12. The tensor core of claim 1, wherein the control circuit configures the first circuits of the plurality of PUs as an LP mesh adder tree, LP tensor data are accumulated through the LP mesh adder tree and flow towards a root node of the LP mesh adder tree, and the root node corresponds to one of the quartet of innermost PUs.
13. The tensor core of claim 1, wherein the control circuit configures the second circuits of the subset of PUs in the central region of the 2D mesh network as an HP mesh adder tree, HP tensor data are accumulated through the HP mesh adder tree and flow towards a root node of the HP mesh adder tree, and the root node corresponds to one of the quartet of innermost PUs.

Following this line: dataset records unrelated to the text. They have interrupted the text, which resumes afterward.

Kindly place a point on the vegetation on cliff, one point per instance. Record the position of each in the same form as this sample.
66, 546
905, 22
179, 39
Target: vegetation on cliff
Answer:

14. The tensor core of claim 8, wherein the center adder circuit is configured to:
generate a vector result based on a result of the HP computation and a result of the LP computation; and
redistribute the vector result back to the plurality of PUs for accumulation in a next round of computation.
15. The tensor core of claim 1, wherein the plurality of PUs is configurable to perform either intra-PU accumulation or cross-PU accumulation.
16. The tensor core of claim 15, wherein the control circuit configures the plurality of PUs to perform either intra-PU accumulation or cross-PU accumulation, depending on whether an input tensor for computation is distributed by input channel or by output channel.
17. A method, comprising:
receiving a sparse tensor for computation, wherein the sparse tensor is represented by (1) a condensed tensor using high-precision (HP) bits to represent high-magnitude tensor data of the sparse tensor, and (2) low-precision (LP) bits representing all tensor data of the sparse tensor;
distributing the sparse tensor to a plurality of processing units (PUs), wherein:
the plurality of PUs are organized in a 2-dimensional (2D) mesh network,
each of the plurality of PUs comprises a first circuit configured for LP computation, and
in a subset of the plurality of PUs is located at a central region of the 2D mesh network, each of the subset of PUs further comprises, in addition to the first circuit, a second circuit configured for HP computation;
obtaining a result of the LP computation from the first circuits of the plurality of PUs and a result of the HP computation from the second circuits of the subset of PUs at the central region of the 2D mesh network; and
generating an output tensor based on the result of the LP computation and the result of the HP computation.
18. The method of claim 17, wherein the distributing the sparse tensor to the plurality of PUs comprises:
distributing the condensed tensor to the second circuits of the subset of PUs in the central region of the 2D mesh network for the HP computation; and
distributing the LP bits to the first circuits of the plurality of PUs in the 2D mesh network for LP computation.
19. The method of claim 17, wherein the 2D mesh network further comprises:
a center adder circuit located in the center of the 2D mesh network, connected to the quartet of innermost PUs in the 2D mesh network, wherein:
the center adder circuit comprises:
an HP scaling register that stores an HP scaling parameter;
an LP scaling register that stores an LP scaling parameter;
an HP vector multiplier coupled to the HP scaling register;
an LP vector multiplier coupled to the LP scaling register; and
a vector adder coupled to the HP vector multiplier and the LP vector multiplier.
20. The method of claim 19, wherein the generating the output tensor based on the result of the LP computation and the result of the HP computation comprises:
feeding the result of the LP computation and the result of the HP computation to the center adder circuit;
generating, using the LP vector multiplier, a scaled result of the LP computation by applying the LP scaling parameter from the LP scaling register;
generating, using the HP vector multiplier, a scaled result of the HP computation by applying the HP scaling parameter from the HP scaling register; and
accumulating, using the vector adder, the scaled result of the LP computation and the scaled result of the HP computation to obtain the output tensor.